Re: [DISCUSS] Support customize state in customized KeyedStateBackend

shimin yang
Hi Tang,

Actually in my case we implement a totally different KeyedStateBackend and
its' factory based on data store other than Heap or RocksDB.

Also for state factory of heap and rocksdb, you've made a quite good point
and I agree with you opinion.

Best,
Shimin

shimin yang <[hidden email]> 于2019年9月9日周一 下午2:31写道:

> Hi Yu,
>
> For the first question, I would say yes. I was talking about managed
> states, to be more specific, it's managed keyed states. And the reason why
> we need the framework to manage life cycle is that we need checkpoint to
> guarantee exact once semantic in our customized keyed state backend.
>
> For the second question, I am quite agree with your proposal.
>
> Finally, I would be glad to provide documentation if needed.
>
> Best,
> Shimin
>
> Yun Tang <[hidden email]> 于2019年9月9日周一 上午2:46写道:
>
>> Hi all
>>
>> First of all, I agreed with Yu that we should support to make state type
>> pluginable.
>>
>> If we take a look at current Flink implementation.
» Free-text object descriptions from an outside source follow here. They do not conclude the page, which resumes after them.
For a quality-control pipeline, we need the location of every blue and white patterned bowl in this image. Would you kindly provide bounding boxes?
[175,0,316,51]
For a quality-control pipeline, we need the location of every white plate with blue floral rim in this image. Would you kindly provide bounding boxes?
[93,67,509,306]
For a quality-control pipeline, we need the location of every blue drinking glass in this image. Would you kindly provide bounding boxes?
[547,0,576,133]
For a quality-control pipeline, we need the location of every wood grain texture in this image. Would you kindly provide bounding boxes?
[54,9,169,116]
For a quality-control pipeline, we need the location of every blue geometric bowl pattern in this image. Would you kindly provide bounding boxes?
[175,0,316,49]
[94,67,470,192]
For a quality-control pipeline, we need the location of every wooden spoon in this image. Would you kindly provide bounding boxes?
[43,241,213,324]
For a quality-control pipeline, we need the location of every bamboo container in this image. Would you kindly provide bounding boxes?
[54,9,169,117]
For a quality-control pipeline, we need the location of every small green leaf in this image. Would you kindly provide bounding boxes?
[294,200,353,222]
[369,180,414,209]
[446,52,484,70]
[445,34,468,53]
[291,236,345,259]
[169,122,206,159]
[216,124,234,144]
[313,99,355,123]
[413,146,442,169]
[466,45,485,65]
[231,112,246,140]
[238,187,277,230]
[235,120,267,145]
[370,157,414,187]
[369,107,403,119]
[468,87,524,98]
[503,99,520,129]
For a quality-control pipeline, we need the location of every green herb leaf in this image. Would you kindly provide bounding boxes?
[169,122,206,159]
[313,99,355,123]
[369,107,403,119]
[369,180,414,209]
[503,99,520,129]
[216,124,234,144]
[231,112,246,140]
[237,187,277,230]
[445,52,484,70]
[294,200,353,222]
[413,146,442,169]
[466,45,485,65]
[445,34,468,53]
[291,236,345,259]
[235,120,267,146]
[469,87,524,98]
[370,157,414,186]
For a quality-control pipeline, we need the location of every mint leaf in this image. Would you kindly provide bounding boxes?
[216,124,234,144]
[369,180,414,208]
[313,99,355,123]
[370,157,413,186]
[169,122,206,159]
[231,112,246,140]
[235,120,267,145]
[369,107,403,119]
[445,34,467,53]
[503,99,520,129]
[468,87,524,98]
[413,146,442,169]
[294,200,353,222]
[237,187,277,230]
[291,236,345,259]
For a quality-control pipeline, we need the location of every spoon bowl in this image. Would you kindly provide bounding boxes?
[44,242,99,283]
Users could implement
>> their pluginable state backend to satisfy their own meets now. However,
>> even users could define their own state descriptor, they cannot store the
>> customized state within their state backend. The root cause behind this is
>> that current StateBackendFactory could accept user defined state backend
>> factory while StateFactory (within HeapKeyedStateBackend [1] and
>> RocksDBKeyedStateBackend [2] ) cannot.
>>
>> If we agreed that we should leave the right of implementing customized
>> state backend to users, it's naturally to agree that we should also leave
>> the right of implementing customized states to users.
>>
>> [1]
>> https://github.com/apache/flink/blob/576228651382db040aaa006cf9142f6568930cb1/flink-runtime/src/main/java/org/apache/flink/runtime/state/heap/HeapKeyedStateBackend.java#L79
>> [2]
>> https://github.com/apache/flink/blob/576228651382db040aaa006cf9142f6568930cb1/flink-state-backends/flink-statebackend-rocksdb/src/main/java/org/apache/flink/contrib/streaming/state/RocksDBKeyedStateBackend.java#L114
>>
>>
>> Best
>> Yun Tang
>>
>>
>> ________________________________
>> From: Yu Li <[hidden email]>
>> Sent: Monday, September 9, 2019 2:24
>> To: dev <[hidden email]>
>> Subject: Re: [DISCUSS] Support customize state in customized
>> KeyedStateBackend
>>
>> Hi Shimin,
>>
>> Thanks for bring this discussion up.
>>
>> First of all, I'd like to confirm/clarify that this discussion is mainly
>> about managed state with customized state descriptor rather than raw
>> state,
>> right? Asking because raw state was the very first thing came to my mind
>> when seeing the title.
>>
>> And this is actually the first topic/question we need to discuss, that
>> whether we should support user-defined state descriptor and still ask
>> framework to manage the state life cycle. Personally I'm +1 on this since
>> the "official" state (data-structure) types (currently mainly value, list
>> and map) may not be optimized for customer case, but we'd better ask
>> others' opinion.
>>
>> Secondly, if the result of the first question is "Yes", then it's truly a
>> problem that "Although we can implement customized StateDescriptors for
>> different kind of data structures, we do not really have access to such
>> customized state in RichFunctions", and how to resolve it is the second
>> topic/question to discuss.
>>
>> I've noticed your proposal of exposing "getParitionedState" method out in
>> "RuntimeContext" and "KeyedStateStore" in JIRA (FLINK-14003), but IMO
>> adding a specific interface like below is better than exposing the
>> internal
>> one:
>> <S extends State, V> State getCustomizedState(StateDescriptor<S, V>
>> stateProperties);
>>
>> Finally, I think this is a user-facing and definitely worthwhile
>> discussion, and requires a FLIP to document the conclusion and
>> design/implementation (if any) down. What's your opinion?
>>
>> Thanks.
>>
>> Best Regards,
>> Yu
>>
>>
>> On Fri, 6 Sep 2019 at 13:27, shimin yang <[hidden email]> wrote:
>>
>> > Hi every,
>> >
>> > I would like to start a discussion on supporting customize state
>> > in customized KeyedStateBackend.
>> >
>> > In Flink, users can customize KeyedStateBackend to support different
>> type
>> > of data store. Although we can implement customized StateDescriptors for
>> > different kind of data structrues, we do not really have access to such
>> > customized state in RichFunctions.
>> >
>> > I propose to add a getOtherState method in RuntimeContext and
>> > DefaultKeyedStateStore which directly takes StateDescriptor as
>> parameter to
>> > allow user to get customized state.
>> >
>> > What do you think?
>> >
>> > Thanks.
>> >
>> > Best,
>> > Shimin
>> >
>>
>